MATLAB implementation of a sampling-based planning algorithm, the rapidly- exploring random trees (RRT), as described in S. M. LaValle, “Rapidly-exploring random trees: A new tool for path planning,” 1998.

LaValle in his paper doesn’t specify which state sampling distribution, nearest-neighbors query, path search, motion and collision detection algorithms/methods should be used. Therefore the algorithm is implemented using a modular approach allowing easily the integration of state of the art algorithms for each one of these components.

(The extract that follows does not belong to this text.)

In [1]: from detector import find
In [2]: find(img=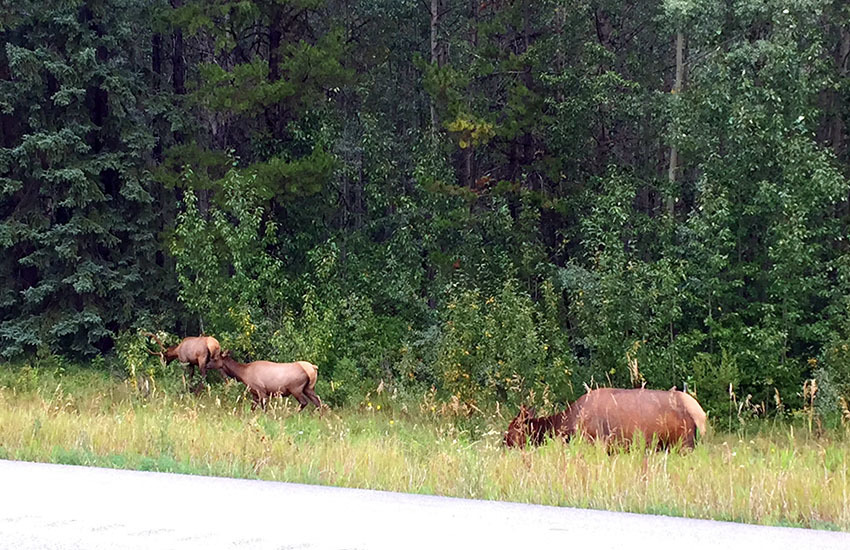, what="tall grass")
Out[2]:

In this particular implementation the open modules discussed above were addressed in the following way:

• the random state is drawn from an uniform distribution for 90% of the time and for the remaining 10% of the time the goal state is assigned as the random state. This strategy proved to be the one that quickly connected the initial and goal states, since for a pure random strategy the growth of the tree is always blind never taking into account the purpose of the algorithm.
• to find the nearest neighbor was used the euclidean distance, however it could easily have been used the mahalanobis or the minkowski distance.
• since the environment is discretized, it is assumed that the robot may move in eight different directions (N,S,E,W,NE,NW,SE,SW). Furthermore to simplify the implementation, it was set a fixed step size of one cell.
• in order to find the optimal path to follow, after the tree is built, it was used A star to search through the outputted tree and returning the shortest path. In the implemented tree it was accounted for weights in each edge making it possible to quickly find, for instance, the fastest path, instead of the shortest.